With some irony, I expect, Gizmodo gave the following headline to a story this week about a rudimentary sprinting robot: “Someday, this robot will run faster than us all.” This week also brings the news that in a couple of months we will have a chance to see if IBM has made a champion artificially-intelligent Jeopardy player. I for one do not doubt that eventually, robots — maybe even the same robot — will be able to run faster than us all and win at Jeopardy and cook my dinner or at least provide me with a recipe that will use all the stray leftovers in my refrigerator. And then what will AI and robotics researchers do?

A hint to answering this question can be found by going to the IBM Research home page and putting in the search term “Deep Blue,” the name of the company’s chess-playing computer that famously beat World Chess Champion Garry Kasparov. The first results take you to what seem to be orphaned Web pages from 1997. Eventually you reach a page that acknowledges that the team has moved on to other projects. So too with the MIT Media Lab Personal Robotics Group which abounds in aspirational descriptions and videos, but seems short on actual results that conform to those aspirations. Has the teddy-bear robot called “Huggable” in fact been turned, as its makers expected, into a communication avatar, an early education companion, or a therapeutic companion? One would be hard-pressed to know.

My guess is that graduate students graduate and funding opportunities change. And some questions get answered, or perhaps not; in either case researchers move on, maybe building on what they have done, maybe moving in a new direction entirely. Doubtless, as in any other kind of research, there are times when the results have a nearly immediate impact in the wider world, or eventually get filtered into products and processes that we come to take for granted. But in these academic fields, as in all others, it looks to me like a good deal of what gets done amounts to lines, sometimes very expensive lines, on a C.V.

For those of us who observe this world from the outside, knowing it works this way provides two cautionary lessons. First, there is not necessarily a great idea or accomplishment behind every great-sounding press release or polished website. No surprise there, I hope. Second, it usually takes some time to judge the full impact of the new knowledge and abilities that we gain in these kinds of research programs. If IBM’s “Watson” program wins its Jeopardy match, we will doubtless be treated to a good deal of speculation about what it means — I might be tempted to engage in some myself. But the best response will still probably be that we can only wait and see. That’s good, because time is a useful thing for us slow-thinking humans. But it is also problematic, as the frog in the slowly warming pan of water eventually finds out.

[Photo via MGM Television via Curt Alliaume.]


  1. Deep Blue was a milestone; there was a day when people argued that computers would never beat grand masters, because chess was too complicated a game and required a human level of insight and intuition. Deep Blue showed that brute force can be a substitute – and that technology had reached the level where it could defeat the best human player of this "thinking man's game."

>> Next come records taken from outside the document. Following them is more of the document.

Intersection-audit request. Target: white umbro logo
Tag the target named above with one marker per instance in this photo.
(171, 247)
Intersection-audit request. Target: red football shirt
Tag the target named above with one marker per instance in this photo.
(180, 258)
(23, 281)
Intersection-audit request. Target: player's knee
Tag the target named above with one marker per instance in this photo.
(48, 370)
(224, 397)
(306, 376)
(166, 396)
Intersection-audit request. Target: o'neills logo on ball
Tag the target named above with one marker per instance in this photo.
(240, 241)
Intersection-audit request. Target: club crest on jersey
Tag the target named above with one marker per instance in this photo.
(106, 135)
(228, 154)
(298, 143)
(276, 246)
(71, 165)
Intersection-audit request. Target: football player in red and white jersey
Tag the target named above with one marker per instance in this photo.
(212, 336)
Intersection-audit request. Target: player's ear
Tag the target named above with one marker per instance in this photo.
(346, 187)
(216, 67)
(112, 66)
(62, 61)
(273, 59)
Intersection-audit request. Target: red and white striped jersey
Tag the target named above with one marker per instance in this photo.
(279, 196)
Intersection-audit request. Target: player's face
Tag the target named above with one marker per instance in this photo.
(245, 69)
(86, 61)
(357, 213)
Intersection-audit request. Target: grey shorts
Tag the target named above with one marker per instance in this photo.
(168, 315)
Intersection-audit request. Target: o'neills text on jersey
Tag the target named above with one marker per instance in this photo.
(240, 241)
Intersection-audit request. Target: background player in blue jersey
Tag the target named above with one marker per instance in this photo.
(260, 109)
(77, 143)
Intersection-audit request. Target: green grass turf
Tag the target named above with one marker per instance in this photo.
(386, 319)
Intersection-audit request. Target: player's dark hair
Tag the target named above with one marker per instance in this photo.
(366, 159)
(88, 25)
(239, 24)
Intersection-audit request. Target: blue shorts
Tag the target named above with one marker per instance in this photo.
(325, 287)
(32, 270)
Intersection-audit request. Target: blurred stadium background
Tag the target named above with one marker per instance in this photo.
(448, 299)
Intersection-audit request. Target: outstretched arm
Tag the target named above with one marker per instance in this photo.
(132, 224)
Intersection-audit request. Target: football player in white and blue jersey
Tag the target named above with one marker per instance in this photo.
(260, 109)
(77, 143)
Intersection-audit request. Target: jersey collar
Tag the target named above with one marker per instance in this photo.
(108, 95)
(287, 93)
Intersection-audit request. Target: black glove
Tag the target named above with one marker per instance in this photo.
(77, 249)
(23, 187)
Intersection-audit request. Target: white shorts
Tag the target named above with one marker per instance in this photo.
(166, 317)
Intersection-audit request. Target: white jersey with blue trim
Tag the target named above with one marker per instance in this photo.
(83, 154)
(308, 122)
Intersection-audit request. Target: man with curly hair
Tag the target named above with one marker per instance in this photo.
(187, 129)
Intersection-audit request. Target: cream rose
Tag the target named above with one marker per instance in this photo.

    If Watson is crowned as the world's champion Jeopardy player, we will have passed another milestone. The game was chosen both because it is so astonishing that a computer could play it, and because it has direct implications for practical AI query systems processing natural language in unrestricted domains, where the system must formulate hypotheses about what information is being sought and assess and select among them on general criteria of plausibility and fitness.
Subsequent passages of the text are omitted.